РОЗРОБКАМОДЕЛІ ФОРМАЛІЗАЦІЇ ПРОЦЕСУ ВИЯВЛЕННЯ ІНСАЙДЕРСЬКИХ КІБЕРЗАГРОЗ У БАНКАХ: ОНТОЛОГІЧНИЙ ПІДХІД

Abstract

The article is devoted to developing an ontological model of the formalization of detecting insider cyber threats for banking institutions. This model's general requirements and criteria, elements and stages of construction were defined. As part of the model implementation, the structure of classes, relationships between them, characteristics of rules and restrictions, states of objects, temporal and spatial aspects, and aspects of authentication, access control, encryption and other areas of cyber security were proposed. In the modern realities of constantly growing cyber threats, developing effective means of their detection and countermeasures becomes a critical task for ensuring the cyber security of banking systems. The specificity of banking, where sensitive financial information is at constant risk, makes this problem particularly relevant. This is especially felt when solving tasks related to abuse of trust by internal users, so identifying insider threats becomes a significant challenge for banks. The difficulty of their detection is determined by several factors, such as the internal privileges of individuals with access to confidential information, as well as various traffic and intrusion methods. Therefore, this article aims to create a model for formalising the process of detecting insider cyber threats in banks based on an ontological approach. The development of an ontological model seeks to analyse and standardise knowledge about insider threats to improve the possibilities of their timely detection and reduce the reaction time to security events.
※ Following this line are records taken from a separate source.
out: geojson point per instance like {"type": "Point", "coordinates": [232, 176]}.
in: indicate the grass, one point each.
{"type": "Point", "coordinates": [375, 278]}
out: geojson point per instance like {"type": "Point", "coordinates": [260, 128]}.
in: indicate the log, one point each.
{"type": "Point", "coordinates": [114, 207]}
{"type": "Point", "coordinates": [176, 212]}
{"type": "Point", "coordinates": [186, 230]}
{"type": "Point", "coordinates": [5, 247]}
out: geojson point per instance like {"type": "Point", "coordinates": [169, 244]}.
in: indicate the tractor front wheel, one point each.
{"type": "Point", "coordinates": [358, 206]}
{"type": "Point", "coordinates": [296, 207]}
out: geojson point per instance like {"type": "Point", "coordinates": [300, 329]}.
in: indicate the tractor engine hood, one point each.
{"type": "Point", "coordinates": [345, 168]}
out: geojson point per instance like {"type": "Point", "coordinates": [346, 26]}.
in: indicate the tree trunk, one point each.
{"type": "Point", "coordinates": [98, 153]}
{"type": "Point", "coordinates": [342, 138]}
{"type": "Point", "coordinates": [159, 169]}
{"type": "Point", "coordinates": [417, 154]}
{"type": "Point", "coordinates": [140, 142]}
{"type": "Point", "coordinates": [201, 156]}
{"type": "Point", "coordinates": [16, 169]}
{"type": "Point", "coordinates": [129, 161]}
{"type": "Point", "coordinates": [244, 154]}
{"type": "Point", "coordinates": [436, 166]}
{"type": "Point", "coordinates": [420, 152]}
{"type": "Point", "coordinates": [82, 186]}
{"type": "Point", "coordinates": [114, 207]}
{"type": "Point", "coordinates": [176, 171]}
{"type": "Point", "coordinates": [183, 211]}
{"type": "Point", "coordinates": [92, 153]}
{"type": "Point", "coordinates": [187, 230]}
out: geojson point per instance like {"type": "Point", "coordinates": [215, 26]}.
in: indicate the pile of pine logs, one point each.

Applying such an approach allows us to systematise and standardise knowledge about insider threats, defining relationships between concepts and objects in this context. As part of the research goal, the general requirements and criteria, elements and stages of building an ontological model of the formalisation of the process of detecting insider cyber threats in banks were determined. The structure of classes, relationships between them, characterisation of rules and restrictions, states of objects, temporal and spatial aspects, and aspects of authentication, access control, encryption and other areas of cyber security were proposed. The developed model is designed to solve the problems of identification, analysis and response to insider threats in the banking sector, contributing to increasing cyber security and responsibility in this crucial sector.